A media interview offers a great opportunity to tell your company’s story but it’s not just another speaking engagement. It is a demanding exercise and for most professionals, it can be unnerving.
Four words that strike fear in the heart of anyone who has been tapped as a company spokesperson are, “A reporter is calling.” This is especially true for professionals who have had no formal media training and are going into the interview cold.
It’s not that reporters are scary, it’s just that in agreeing to be interviewed you can’t help but feel out of your element — and that you may be putting yourself or your company at risk.
After all, it’s called the “mass media,” so masses of people will hear, read or see what you said.
What if you say something you shouldn’t? What exactly are they looking for? If it’s a TV interview, where do you look or what do you wear? Are there any ground rules that govern an interview, and if yes, what are they? And can you take it back?
Embrace the opportunity
For good or bad, media interviews are a fact of life for businesses. Either you are reaching out to reporters and editors asking them to cover something, or they are coming to you looking for a story. In fact, if your business has a public relations division or has hired outside PR consultants, someone is out there proactively seeking media interviews for you and your colleagues.
However an interview opportunity arises, you need to know the ground rules for using that interaction strategically, and most executives have never received even one hour of media interview training.
A media interview offers a great opportunity to tell your company’s story but it’s not just another speaking engagement. It is a demanding exercise that defies all the rules of basic human interaction, provides a ridiculously short amount of time to get across even the most complicated ideas and the only thing you control is what you say or do. Everything else is out of your hands. For most professionals, that is unnerving, if not untenable.
Here are the nine things you should know before talking with a reporter:
1. The success of your interview depends on you. By knowing what to expect going in, learn how to communicate your key messages regardless of the circumstances.
2. Don’t go into an interview planning simply to answer questions. Reporters are looking for context, so tell your story, but learn how to tell it your way.
3. Reporters are justifiably unconcerned about your image, your company’s image, sales or profits, or if what you said is what you meant to say. It’s not their job.
4. Don’t ask a reporter to review a story before it airs or goes to press.
5. Don’t expect a reporter to interpret and report what you meant to say but didn’t.
6. There’s no such thing as “off the record.” The camera is always rolling, the mic is always on. (Just ask any elected official).
7. Keep your answers short. Learn how to think and talk in sound bites.

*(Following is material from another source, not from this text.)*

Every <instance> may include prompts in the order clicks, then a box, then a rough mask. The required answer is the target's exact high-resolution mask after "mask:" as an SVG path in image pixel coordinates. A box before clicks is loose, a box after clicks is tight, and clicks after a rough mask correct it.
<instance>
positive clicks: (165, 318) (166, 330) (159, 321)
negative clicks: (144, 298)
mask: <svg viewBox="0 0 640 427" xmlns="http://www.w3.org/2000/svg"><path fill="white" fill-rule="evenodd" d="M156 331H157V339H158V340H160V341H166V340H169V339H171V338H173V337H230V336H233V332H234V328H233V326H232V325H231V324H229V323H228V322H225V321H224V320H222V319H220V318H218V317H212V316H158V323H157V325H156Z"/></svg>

8. Most interview disasters are the result of something interviewees did or didn’t do. And most can be traced back to misunderstanding the rules of a media interview.
9. Most so-called misquotes are not actually inaccuracies. They are, in fact, the result of what I call “speaker’s remorse” — saying something you wish you hadn’t or in a way you wish you hadn’t.
These skills aren’t rocket science. But they are a departure from what a professional (athlete, government official, doctor, lawyer, widget maker) does all day. And most professionals have learned to succeed by controlling as much as they can in their world. People seeking to play in the media’s sandbox would be wise to get a little training in how to do it well.